Bab XI

3.1K 333 10
                                    

Kedua kuda itu berlari kencang berkejaran. Menembus belantara yang pekat, sungai yang gemericik syahdu dan padang rumput yang menghijau sejauh mata memandang. Siang berganti malam. Bulan tinggal separuh bertengger di langit yang bersih tanpa awan. Kedua binatang kokoh itu sudah berhenti berlari. Mereka tengah merumput di tepi padang. Mengunyahnya pelan-pelan seolah malas, atau protes pada tuannya yang terlambat memberi makan. Sedangkan kedua pemiliknya tengah berdiang dekat api unggun.

"Kapan kita akan sampai?"

"Besok kurasa." Suara kemerisik ranting patah dilahap api mengiringi jawaban itu. "Kenapa Prasasti? Kau sudah tak sabar ya?"

Ada senyuman dalam pertanyaan itu membuat Prasasti sedikit kesal. Apalagi dengan nada menggoda seperti itu. Prasasti memasang wajah cemberut.

"Sebenarnya kita mau kemana, Ranggadewa? Sudah seharian kita berkuda tapi belum sampai juga."

"Kau akan tahu besok." Jawab Ranggadewa penuh teka-teki. Ia hanya tersenyum ketika Prasasti melengos tidak puas.

"Tidurlah. Aku akan menjagamu."

Prasasti beringsut menjauh. Dirasanya tubuhnya sangat lelah setelah seharian berkuda tanpa henti. Tadi pagi-pagi sekali Ranggadewa sudah muncul di rumahnya di Lumpring dan anehnya tanpa pengawalnya. Dia menyuruh Prasasti segera bersiap dan mengajaknya pergi tanpa menyebutkan tujuannya.

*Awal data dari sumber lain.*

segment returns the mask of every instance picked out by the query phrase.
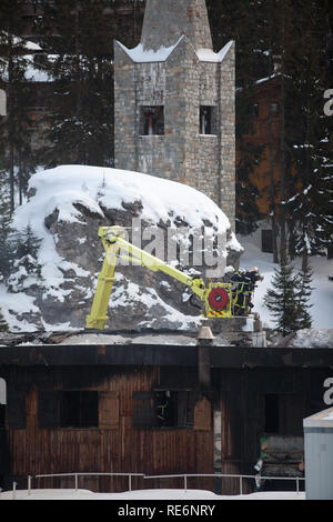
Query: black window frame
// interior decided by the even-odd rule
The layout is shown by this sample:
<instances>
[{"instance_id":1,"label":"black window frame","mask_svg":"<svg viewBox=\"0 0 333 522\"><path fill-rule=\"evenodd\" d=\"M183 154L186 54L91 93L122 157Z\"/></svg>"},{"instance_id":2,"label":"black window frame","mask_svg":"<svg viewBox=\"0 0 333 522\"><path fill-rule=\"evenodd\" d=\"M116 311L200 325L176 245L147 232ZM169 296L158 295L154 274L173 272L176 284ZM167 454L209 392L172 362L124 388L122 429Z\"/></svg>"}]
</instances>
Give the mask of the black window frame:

Percuma saja ia protes sepanjang jalan karena Ranggadewa seolah tak mendengarkan, justru memacu kudanya makin cepat. Mau tak mau ia pun mengejar agar tak tertinggal jauh. Hingga akhirnya matahari menghilang dan kegelapan turun barulah mereka berhenti. Mereka turun dari kuda masing-masing dan membiarkan tunggangan mereka minum sepuasnya di sungai lalu makan rumput segar di sepanjang tepiannya.

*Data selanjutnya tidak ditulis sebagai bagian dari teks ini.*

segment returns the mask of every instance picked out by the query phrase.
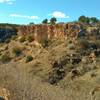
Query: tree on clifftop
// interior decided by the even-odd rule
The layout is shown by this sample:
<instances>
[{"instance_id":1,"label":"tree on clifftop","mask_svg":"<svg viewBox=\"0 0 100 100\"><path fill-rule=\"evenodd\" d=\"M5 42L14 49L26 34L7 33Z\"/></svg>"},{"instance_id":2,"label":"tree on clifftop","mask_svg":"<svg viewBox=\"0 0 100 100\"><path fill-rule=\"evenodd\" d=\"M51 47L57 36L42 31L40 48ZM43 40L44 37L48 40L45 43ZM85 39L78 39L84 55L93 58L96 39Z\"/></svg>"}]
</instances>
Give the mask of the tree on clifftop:
<instances>
[{"instance_id":1,"label":"tree on clifftop","mask_svg":"<svg viewBox=\"0 0 100 100\"><path fill-rule=\"evenodd\" d=\"M80 16L79 19L78 19L79 22L82 22L82 23L86 23L88 24L90 22L90 19L89 17L85 17L84 15L83 16Z\"/></svg>"},{"instance_id":2,"label":"tree on clifftop","mask_svg":"<svg viewBox=\"0 0 100 100\"><path fill-rule=\"evenodd\" d=\"M44 20L42 21L42 23L43 23L43 24L48 24L48 19L44 19Z\"/></svg>"},{"instance_id":3,"label":"tree on clifftop","mask_svg":"<svg viewBox=\"0 0 100 100\"><path fill-rule=\"evenodd\" d=\"M50 19L50 24L55 24L57 22L57 19L55 17L52 17Z\"/></svg>"}]
</instances>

Setelah minum di sungai Ranggadewa membuat api unggun dan mengajak Prasasti istirahat disana. Hari ini mereka tidak sempat berburu, jadi tak ada makanan apapun untuk mengganjal perut mereka yang kosong. Prasasti lapar tapi ia kalah pada rasa lelahnya. Ia memutuskan untuk tidur saja.

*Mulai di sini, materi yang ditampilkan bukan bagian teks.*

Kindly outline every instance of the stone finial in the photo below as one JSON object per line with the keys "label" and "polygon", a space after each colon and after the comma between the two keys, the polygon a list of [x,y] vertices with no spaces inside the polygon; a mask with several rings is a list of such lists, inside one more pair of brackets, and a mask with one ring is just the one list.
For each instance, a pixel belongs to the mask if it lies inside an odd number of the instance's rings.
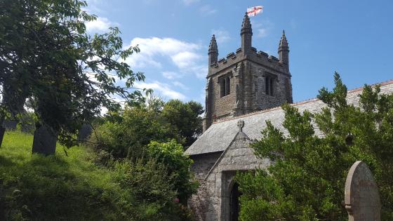
{"label": "stone finial", "polygon": [[239,128],[239,131],[242,132],[243,128],[244,127],[244,120],[239,120],[237,121],[237,127]]}
{"label": "stone finial", "polygon": [[[279,44],[279,60],[281,62],[289,65],[289,47],[284,30],[283,30],[283,34]],[[288,66],[287,66],[288,67]]]}
{"label": "stone finial", "polygon": [[217,46],[217,41],[215,41],[215,36],[214,34],[211,36],[211,40],[210,40],[208,51],[209,53],[218,51],[218,47]]}
{"label": "stone finial", "polygon": [[363,161],[356,161],[348,172],[345,203],[349,221],[380,221],[378,188],[373,173]]}
{"label": "stone finial", "polygon": [[251,29],[251,22],[250,22],[250,18],[248,18],[248,15],[247,13],[244,15],[244,18],[243,19],[243,22],[241,23],[241,32],[240,34],[243,34],[244,32],[251,32],[253,33]]}
{"label": "stone finial", "polygon": [[283,34],[281,39],[280,39],[280,43],[279,44],[279,48],[281,47],[288,47],[288,41],[286,40],[286,36],[285,36],[285,30],[283,30]]}
{"label": "stone finial", "polygon": [[215,36],[213,34],[210,41],[208,55],[208,65],[210,65],[218,63],[218,47],[217,46],[217,41],[215,41]]}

"Heh, mau kemana?" Prasasti urung menjauh karena Ranggadewa meraih pundaknya dengan tangan kirinya. Tangan yang satu lagi menepuk pahanya sendiri.

"Tidurlah disini."

Prasasti menoleh menatapnya dan Ranggadewa hanya menaikkan alisnya. Itu seperti perintah yang tak boleh dibantah. Entah kenapa Prasasti merasakan aura kekuasaan menguar dari diri kekasihnya itu. Tanpa ada alasan untuk menolak, terlebih karena ia sungguh merasa lelah, ia pun meletakkan kepalanya di pangkuan Ranggadewa.

Rasa dingin tanah langsung merayapi punggungnya begitu ia berbaring. Tapi kehangatan pelan-pelan menyusup ke benaknya saat tangan Ranggadewa mengusap-usap kepalanya. Telapak tangannya yang lebar dan hangat itu menyalurkan kenyamanan hingga ke hatinya. Dipandangnya Ranggadewa yang menunduk juga menatapnya sambil tersenyum membuat hatinya seperti diaduk-aduk. Ia malu sekaligus terpesona pada pangeran tampan itu. Dipejamkannya mata beningnya menyembunyikan rasa malu. Lalu dirasanya tangan Ranggadewa menggenggam tangan mungilnya yang bersatu diatas perutnya. Prasasti menghela napas. Perasaannya sungguh nyaman dan pelan-pelan kesadarannya terseret entah kemana.

Ia tersadar ketika suara burung berisik membangunkannya. Hal pertama yang dilihatnya ketika membuka mata adalah senyum Ranggadewa yang begitu menawan.

"Kau sudah bangun?"

Prasasti mengerjap. "Semalaman kau tak tidur?"

Lagi-lagi Ranggadewa menyunggingkan senyum yang membuat bidadari pun akan bertekuk lutut padanya. "Sudah kubilang aku akan menjagamu kan?"

Prasasti menelan ludah. Kalimat itu benar atau menggodanya saja? Ia bangkit duduk di sebelah Ranggadewa. Api unggun sudah mati. Tinggal abu dan sedikit bara yang hampir padam. Ia menoleh ke arah sungai dan melihat kuda mereka tengah merumput dengan tenang.